Solved – AutoEncoders and linear activation output function

autoencodersneural networksnormalization

This is not a duplicate of the Activation functions for autoencoder performing regression because there is a comment that somebody found a linear activation function but:

  1. they never said what it was.
  2. I'm looking for a linear ouput activation function that can also output negative numbers that are less than -1

I am building an autoencoder for feature reduction and have standardized my data because I have many features with different scales. However, this has caused problems because my output activation function (tanh) only outputs between 1 and -1; while some of my inputs are outside of this range. Does anybody know of any other activation function that will output numbers greater than 1 and -1 so my loss function can work with better inputs and outputs?

I have already tried min max norm to get between 0 and 1, and using a sigmoid function. But like I said, I'm working with many features with different scales and would like to see if I can get better results with standardization.

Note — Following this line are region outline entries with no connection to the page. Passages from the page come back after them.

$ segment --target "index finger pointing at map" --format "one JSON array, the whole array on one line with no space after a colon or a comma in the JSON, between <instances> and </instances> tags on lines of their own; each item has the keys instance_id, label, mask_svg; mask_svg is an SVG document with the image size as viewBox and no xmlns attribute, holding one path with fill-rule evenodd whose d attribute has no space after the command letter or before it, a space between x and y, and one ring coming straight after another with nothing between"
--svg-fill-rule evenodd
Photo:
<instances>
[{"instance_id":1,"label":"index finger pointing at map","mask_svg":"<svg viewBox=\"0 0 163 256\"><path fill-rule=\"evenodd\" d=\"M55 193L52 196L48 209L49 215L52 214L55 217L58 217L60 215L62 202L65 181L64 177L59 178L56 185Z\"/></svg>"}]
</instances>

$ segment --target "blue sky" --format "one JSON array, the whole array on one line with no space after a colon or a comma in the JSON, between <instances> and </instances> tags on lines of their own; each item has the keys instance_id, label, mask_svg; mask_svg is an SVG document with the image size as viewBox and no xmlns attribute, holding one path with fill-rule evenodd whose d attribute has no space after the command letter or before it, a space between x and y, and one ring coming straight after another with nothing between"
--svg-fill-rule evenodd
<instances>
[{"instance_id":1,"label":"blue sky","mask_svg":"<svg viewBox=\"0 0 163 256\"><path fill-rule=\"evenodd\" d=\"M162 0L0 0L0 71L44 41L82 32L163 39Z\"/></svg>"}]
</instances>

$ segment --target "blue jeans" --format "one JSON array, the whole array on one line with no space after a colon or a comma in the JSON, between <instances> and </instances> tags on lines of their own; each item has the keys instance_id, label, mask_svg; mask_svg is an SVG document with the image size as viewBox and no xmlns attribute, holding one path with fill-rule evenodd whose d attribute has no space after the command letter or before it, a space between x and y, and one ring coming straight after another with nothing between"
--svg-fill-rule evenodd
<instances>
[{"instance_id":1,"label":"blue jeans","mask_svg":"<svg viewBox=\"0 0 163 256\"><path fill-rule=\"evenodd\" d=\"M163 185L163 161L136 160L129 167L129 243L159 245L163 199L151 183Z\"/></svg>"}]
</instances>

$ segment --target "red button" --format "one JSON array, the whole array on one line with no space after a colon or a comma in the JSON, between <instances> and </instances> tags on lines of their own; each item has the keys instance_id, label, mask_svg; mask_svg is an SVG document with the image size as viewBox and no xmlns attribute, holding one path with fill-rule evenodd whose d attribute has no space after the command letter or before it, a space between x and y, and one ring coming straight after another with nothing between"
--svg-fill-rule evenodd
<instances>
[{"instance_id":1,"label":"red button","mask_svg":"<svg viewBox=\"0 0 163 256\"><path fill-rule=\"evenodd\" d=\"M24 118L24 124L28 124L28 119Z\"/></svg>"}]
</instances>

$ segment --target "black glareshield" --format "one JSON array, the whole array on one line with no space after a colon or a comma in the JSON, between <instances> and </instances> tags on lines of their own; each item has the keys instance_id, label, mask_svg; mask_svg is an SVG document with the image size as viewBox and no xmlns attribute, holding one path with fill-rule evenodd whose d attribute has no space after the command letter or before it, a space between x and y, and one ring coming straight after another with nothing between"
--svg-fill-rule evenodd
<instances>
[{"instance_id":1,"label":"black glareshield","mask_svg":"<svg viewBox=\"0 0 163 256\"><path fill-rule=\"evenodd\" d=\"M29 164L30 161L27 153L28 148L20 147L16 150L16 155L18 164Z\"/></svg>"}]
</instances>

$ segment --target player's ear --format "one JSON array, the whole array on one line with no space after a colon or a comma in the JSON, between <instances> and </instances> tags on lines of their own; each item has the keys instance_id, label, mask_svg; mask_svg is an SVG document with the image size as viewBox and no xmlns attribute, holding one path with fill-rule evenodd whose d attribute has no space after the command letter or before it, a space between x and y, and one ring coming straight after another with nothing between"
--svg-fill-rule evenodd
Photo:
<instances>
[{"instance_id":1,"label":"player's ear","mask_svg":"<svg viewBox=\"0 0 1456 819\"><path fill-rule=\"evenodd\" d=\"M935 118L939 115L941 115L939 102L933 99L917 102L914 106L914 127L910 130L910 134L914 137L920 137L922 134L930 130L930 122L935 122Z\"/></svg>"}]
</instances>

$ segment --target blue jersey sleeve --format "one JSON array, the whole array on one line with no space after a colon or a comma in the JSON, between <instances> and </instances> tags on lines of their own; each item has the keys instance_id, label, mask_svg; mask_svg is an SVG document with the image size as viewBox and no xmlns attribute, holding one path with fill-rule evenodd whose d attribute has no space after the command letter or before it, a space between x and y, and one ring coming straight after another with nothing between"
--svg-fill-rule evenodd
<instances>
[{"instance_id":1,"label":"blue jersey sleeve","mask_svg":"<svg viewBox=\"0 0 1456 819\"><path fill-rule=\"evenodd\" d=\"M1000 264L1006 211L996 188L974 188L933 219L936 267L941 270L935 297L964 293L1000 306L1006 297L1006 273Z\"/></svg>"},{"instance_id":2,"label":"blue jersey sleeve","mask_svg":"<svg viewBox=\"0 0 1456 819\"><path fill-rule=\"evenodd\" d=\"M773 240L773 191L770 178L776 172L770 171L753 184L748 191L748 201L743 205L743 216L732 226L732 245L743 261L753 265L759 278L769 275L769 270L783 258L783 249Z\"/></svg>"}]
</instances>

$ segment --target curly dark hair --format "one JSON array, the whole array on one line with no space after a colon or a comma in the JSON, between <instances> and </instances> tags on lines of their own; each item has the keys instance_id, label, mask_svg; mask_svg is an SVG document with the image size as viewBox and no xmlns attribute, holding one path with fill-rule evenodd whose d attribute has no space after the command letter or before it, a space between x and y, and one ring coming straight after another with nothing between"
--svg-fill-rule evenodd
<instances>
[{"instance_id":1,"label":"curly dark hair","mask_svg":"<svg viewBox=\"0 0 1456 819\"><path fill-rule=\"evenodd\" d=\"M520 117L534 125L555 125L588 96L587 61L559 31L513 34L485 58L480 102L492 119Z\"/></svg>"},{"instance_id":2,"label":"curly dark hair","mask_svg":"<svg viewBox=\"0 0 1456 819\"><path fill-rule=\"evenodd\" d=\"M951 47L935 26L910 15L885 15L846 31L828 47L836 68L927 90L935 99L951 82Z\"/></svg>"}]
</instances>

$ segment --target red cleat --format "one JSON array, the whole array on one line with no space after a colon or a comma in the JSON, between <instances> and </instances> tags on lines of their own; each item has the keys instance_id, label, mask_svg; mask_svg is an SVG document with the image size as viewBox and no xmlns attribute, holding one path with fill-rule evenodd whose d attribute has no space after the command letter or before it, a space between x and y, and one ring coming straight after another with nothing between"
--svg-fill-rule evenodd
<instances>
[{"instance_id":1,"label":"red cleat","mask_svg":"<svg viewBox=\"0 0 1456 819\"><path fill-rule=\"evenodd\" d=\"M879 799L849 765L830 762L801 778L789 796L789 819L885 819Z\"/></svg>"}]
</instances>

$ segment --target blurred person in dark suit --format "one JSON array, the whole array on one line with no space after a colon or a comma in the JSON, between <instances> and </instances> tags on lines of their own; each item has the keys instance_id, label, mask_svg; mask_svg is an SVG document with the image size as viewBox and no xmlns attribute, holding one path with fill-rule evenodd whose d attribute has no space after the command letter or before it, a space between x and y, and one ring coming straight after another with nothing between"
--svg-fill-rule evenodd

I guess what I'm specifically looking for is a output activation function that is linear; which I've never even heard of.

Anybody?

Best Answer

In vanilla autoencoders, i.e. autoencoders with a single hidden layer, it's common to use linear activations for both the hidden and output layers. You can do it with non-linear activations for the hidden layers, but it is often imperative to use unbounded activations for the output layer, or, alternatively, transform the input to conform to the codomain of the activation function.